Here's Krugman on Tyler Cowen:
If you believe stimulus is a bad idea, fine; but surely the least one could have expected is that opponents would listen, even a bit, to what proponents were saying.
So, people don't agree with Krugman on something, which means they can't be listening! If they listened, they would hear the truth, come around to his way of thinking, and the world would be as Keynes envisaged in The Economics Possibilities for our Grandchildren: the big problem would be how to spend leisure time.
What ill-tempered Krugman fails to appreciate, is that not many listened to Milton Friedman either, as his career ascended almost step-by-step with an increase in the size of government and the amount of regulation. I don't think many legislators do what Noam Chomsky wants either (anarcho-socialism).
Intellectuals should realize that they are influential only if they help rationalize a zeitgeist, as von Mises noted about Keynes:
His contribution consisted rather in providing an apparent justification for the policies which were popular with those in power…His achievement was a rationalization of the policies already practiced
Reading Marx, you become struck at how much of what he wrote was about just economics, what happens to wages, profits, production, with lots of little examples. No socialist mentions these arguments or examples anymore because they are so blatantly irrelevant, and rather talk endlessly about alienation, or vague notions like philosophical materialism. Marx was wrong whenever he was specific (eg, the falling rate of profits, business cycles becoming broader across industries, the state whithering aways under communism), but as Marx wrote such obscure long twaddle, despots of all types could simply point to Marx as proving their side was the vanguard of history, and few debaters could on the spot know how to respond to the specious argument taken from Marx's Das Kapital. Marx helped tyrants and naive revolutionaries rationalize what they wanted to do, which is why for many decades Marx was considered the greatest intellectual in history (after the fall of the USSR, this now seems absurd, but that's hindsight).
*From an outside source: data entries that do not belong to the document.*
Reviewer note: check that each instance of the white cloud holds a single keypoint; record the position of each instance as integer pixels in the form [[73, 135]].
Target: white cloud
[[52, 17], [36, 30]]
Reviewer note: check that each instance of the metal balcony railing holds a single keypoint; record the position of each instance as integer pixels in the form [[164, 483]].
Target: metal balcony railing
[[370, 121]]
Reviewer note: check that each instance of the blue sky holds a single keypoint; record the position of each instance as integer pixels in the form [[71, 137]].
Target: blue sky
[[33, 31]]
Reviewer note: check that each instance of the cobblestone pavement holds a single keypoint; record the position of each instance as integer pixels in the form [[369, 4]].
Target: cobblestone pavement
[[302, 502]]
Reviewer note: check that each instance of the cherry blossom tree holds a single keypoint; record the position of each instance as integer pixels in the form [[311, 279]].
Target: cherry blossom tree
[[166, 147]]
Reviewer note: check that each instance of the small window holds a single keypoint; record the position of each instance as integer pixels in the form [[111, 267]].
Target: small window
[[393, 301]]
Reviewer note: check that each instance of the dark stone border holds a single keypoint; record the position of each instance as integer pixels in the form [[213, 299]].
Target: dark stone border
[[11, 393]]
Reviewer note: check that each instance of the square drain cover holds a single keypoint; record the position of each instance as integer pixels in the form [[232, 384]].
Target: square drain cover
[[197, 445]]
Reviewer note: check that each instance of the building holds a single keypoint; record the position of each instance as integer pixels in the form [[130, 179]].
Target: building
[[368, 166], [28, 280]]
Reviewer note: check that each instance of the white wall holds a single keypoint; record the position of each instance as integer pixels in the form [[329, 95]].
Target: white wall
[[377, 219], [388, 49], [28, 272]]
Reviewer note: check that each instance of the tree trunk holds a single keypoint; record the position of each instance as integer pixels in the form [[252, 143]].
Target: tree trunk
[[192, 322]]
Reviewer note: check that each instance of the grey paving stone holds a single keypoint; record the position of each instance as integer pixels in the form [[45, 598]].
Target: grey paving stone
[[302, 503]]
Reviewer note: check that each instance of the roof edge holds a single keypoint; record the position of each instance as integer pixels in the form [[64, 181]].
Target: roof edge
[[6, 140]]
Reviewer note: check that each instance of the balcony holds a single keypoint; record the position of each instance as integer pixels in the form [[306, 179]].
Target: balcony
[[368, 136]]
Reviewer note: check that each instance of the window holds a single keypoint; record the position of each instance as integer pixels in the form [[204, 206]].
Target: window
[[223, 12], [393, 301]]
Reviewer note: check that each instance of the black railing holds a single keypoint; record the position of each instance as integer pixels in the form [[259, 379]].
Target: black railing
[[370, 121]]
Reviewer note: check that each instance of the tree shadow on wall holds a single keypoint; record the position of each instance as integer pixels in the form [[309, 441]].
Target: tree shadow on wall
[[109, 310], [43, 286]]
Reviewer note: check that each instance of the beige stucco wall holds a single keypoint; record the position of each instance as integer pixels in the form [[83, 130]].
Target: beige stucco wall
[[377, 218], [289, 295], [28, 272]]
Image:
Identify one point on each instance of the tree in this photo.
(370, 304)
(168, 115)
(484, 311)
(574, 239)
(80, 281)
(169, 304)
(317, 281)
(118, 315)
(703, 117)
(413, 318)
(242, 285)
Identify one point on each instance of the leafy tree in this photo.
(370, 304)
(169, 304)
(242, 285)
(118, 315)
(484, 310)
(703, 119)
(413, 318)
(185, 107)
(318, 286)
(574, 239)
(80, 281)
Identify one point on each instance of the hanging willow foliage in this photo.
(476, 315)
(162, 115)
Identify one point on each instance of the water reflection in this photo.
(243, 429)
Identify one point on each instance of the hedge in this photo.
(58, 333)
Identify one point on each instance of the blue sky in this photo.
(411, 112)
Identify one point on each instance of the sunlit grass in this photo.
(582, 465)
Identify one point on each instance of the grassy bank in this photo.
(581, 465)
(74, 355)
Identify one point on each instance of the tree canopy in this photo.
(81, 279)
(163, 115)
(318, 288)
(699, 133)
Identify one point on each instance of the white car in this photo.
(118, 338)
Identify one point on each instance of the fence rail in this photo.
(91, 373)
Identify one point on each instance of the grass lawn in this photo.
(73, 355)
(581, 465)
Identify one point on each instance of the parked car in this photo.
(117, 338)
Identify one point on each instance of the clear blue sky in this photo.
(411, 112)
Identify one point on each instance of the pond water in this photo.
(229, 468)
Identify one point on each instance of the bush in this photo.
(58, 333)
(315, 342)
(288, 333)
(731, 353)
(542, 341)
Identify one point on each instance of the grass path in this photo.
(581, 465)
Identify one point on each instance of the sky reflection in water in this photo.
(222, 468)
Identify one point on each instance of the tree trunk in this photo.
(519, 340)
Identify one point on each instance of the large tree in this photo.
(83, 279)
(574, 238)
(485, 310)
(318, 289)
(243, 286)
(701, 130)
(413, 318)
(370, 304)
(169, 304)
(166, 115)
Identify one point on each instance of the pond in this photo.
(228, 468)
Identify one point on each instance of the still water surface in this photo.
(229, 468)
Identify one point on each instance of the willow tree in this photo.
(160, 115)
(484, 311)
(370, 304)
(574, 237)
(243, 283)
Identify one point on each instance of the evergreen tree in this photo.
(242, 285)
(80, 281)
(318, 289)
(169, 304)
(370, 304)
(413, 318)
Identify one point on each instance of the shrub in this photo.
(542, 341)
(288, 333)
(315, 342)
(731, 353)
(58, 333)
So, Paul, remember not to take offense, no intellectuals convince people to choose certain policies, rather, they help people rationalize their prejudices. Just break out of your intellectual echo chamber long enough to realize that emphatic reassertion is not argument, and if fiscal stimulus was the no-brainer you thought it was, it would have clearer empirical support.
That's an interesting take, that economic intellectuals are just froth on the wave. I wonder if it's as true today. There are of course economists in official advisory positions in government, but you could argue, I guess, that they were just appointed because of their ability to rationalize what the pols wanted to do anyway.
I've been trying to follow the stimulus versus austerity debate in the FT this week and I keep wondering why these intellectuals can't unify behind the part of the Venn diagram where there's overlap. Which seems to be, from a layman's perspective, on the need for implementing some policies now to credibly restrain entitlement spending in the future.
One meta point, the more I watch Bloomberg, read economists' blogs, and read the FT, I wonder how to boil this stuff down to something actionable from an individual investor's perspective. The sense I have after digesting all this is that the best asset class right now and for the next couple of years is probably cash.
Joseph Stiglitz was in Australia this week. He made some very complimentary comments on the governments stimulus program, including - "one of the most impressive economic policies I've seen, ever".
I'm not sure if he mentioned why the spending had apparently worked so well in Oz, and not nearly so well almost everywhere else. Perhaps he doesn't know, or perhaps Australia was never going to have a recession anyway, so it was always going to look like it worked.
Stiglitz also claimed the spending was "the right amount", and was "extraordinarily well structured". Again, how the spending program obtained these properties is not made clear. I guess it was what the audience wanted to hear - and the government.
Your right, governments don't go to "the experts" for expert knowledge, they employ them to provide the intellectual support required to justify what they already intend doing.
"I'm not sure if he mentioned why the spending had apparently worked so well in Oz, and not nearly so well almost everywhere else. Perhaps he doesn't know, or perhaps Australia was never going to have a recession anyway, so it was always going to look like it worked."
Let's not jump the gun on this. The above post links to an Economist chart showing Australia in an untenable position.
Stiglitz was also in Venezuela last year, praising the economic policies of Chavez (which, lest you don't know, resulted in a 5.8% decline in GDP and inflation of over 30%).